Rose Gottemoeller, negociadora-chefe dos EUA para o Novo START, disse acreditar que o pior cenário é uma rápida campanha russa para instalar mais ogivas, deixando os EUA “para trás enquanto ainda tentamos nos organizar”.

Ela disse à CNN que os EUA se beneficiariam de uma extensão de um ano, pois o país “não está imediatamente pronto para agir rapidamente”.

“Temos trabalho a fazer, planejar e nos preparar”, disse ela, observando que levaria tempo para desfazer modificações feitas em submarinos e bombardeiros para cumprir o tratado.

A Rússia, afirmou, está muito mais preparada para aumentar seu arsenal rapidamente.

“Eles têm linhas ativas de produção de ogivas e componentes relacionados para seus sistemas de mísseis, que lhes permitiriam aumentar a produção rapidamente”, disse Gottemoeller. “Sabemos que eles têm essa capacidade industrial — nós não temos.”

Ela também observou que uma extensão de um ano seria uma “fácil” vitória diplomática para Trump e daria tempo aos EUA para se prepararem melhor para lidar com a China. Mas outros discordam.

Matthew Kroenig, do Atlantic Council, disse à CNN que não acredita que permanecer dentro dos limites seja do interesse dos EUA.

“Em teoria, é bom ter limitações, mas o principal objetivo das armas nucleares americanas é deter a guerra nuclear, não ter tratados”, disse ele.

Segundo Kroenig, a China não está mais na mesma posição de quando o tratado foi negociado, e os limites atuais não bastam para dissuadir Moscou e Pequim ao mesmo tempo.

Ele citou um relatório bipartidário de 2023 que concluiu que a postura nuclear dos EUA deve considerar a possibilidade de agressão combinada da Rússia e da China.

Funcionários do governo Biden afirmaram ter tomado medidas para permitir um rápido aumento das ogivas, caso o governo Trump opte por isso.

Trump buscou um acordo de controle de armas trilateral durante seu primeiro mandato, mas a China tem rejeitado qualquer negociação que limite seu arsenal em expansão.

Discussões informais entre EUA e China ocorreram no último ano, e um ex-funcionário envolvido disse que os chineses parecem mais abertos ao diálogo — ainda que se recusem a discutir limites.

“Isso pode ser devido à percepção de que o crescimento de seu arsenal e o colapso dos acordos entre EUA e Rússia os deixaram em um mundo menos familiar”, disse.

Ainda assim, sem clareza sobre como trazer a China para a mesa, abandonar o tratado é um risco.

“Podemos ver uma perigosa corrida armamentista tripla”, disse Daryl Kimball, da Arms Control Association.
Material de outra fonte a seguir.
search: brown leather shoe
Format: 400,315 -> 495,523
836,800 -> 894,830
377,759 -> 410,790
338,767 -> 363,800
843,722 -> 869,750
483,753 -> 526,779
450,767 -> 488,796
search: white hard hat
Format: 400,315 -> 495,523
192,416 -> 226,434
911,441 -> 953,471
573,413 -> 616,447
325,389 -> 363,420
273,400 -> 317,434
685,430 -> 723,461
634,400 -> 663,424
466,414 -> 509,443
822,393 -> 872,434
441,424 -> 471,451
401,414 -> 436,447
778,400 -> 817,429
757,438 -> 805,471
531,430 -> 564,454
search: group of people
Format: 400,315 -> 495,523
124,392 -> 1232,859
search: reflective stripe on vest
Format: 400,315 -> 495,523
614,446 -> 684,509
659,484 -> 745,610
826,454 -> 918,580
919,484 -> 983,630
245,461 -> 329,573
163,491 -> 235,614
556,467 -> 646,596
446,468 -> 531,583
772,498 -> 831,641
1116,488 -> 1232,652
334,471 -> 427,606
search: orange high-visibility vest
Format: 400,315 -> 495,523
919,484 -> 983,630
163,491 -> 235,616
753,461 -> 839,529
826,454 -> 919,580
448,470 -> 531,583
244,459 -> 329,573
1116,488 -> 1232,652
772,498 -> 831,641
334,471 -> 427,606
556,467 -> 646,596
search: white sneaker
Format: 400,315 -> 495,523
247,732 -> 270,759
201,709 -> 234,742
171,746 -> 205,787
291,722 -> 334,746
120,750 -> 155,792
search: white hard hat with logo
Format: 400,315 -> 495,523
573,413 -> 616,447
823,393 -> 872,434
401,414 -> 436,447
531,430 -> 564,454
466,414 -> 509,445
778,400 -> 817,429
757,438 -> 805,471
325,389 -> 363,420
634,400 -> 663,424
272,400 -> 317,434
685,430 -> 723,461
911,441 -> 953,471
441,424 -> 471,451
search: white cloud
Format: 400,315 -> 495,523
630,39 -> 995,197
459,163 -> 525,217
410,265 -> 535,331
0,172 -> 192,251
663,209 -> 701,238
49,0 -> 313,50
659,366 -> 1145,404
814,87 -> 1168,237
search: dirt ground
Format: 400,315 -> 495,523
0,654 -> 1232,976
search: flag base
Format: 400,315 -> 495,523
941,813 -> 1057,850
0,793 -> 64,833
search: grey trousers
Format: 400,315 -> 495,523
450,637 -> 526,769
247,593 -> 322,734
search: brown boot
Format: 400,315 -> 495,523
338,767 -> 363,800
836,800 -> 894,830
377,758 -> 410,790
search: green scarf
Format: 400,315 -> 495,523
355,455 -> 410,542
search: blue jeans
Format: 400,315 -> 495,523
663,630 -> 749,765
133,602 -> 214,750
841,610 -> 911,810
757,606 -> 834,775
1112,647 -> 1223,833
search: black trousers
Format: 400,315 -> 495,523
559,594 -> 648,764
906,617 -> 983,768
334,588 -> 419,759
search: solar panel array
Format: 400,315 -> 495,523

Mas tudo isso poderia ser evitado “com bom senso e diplomacia”.

Kimball disse que, embora “o fim do Novo START não seja o primeiro revés”, sua expiração em meio à postura agressiva da administração Trump sobre tratados internacionais pode marcar “o início de uma nova corrida armamentista desenfreada entre EUA–Rússia–China, com alto custo para todos os países”.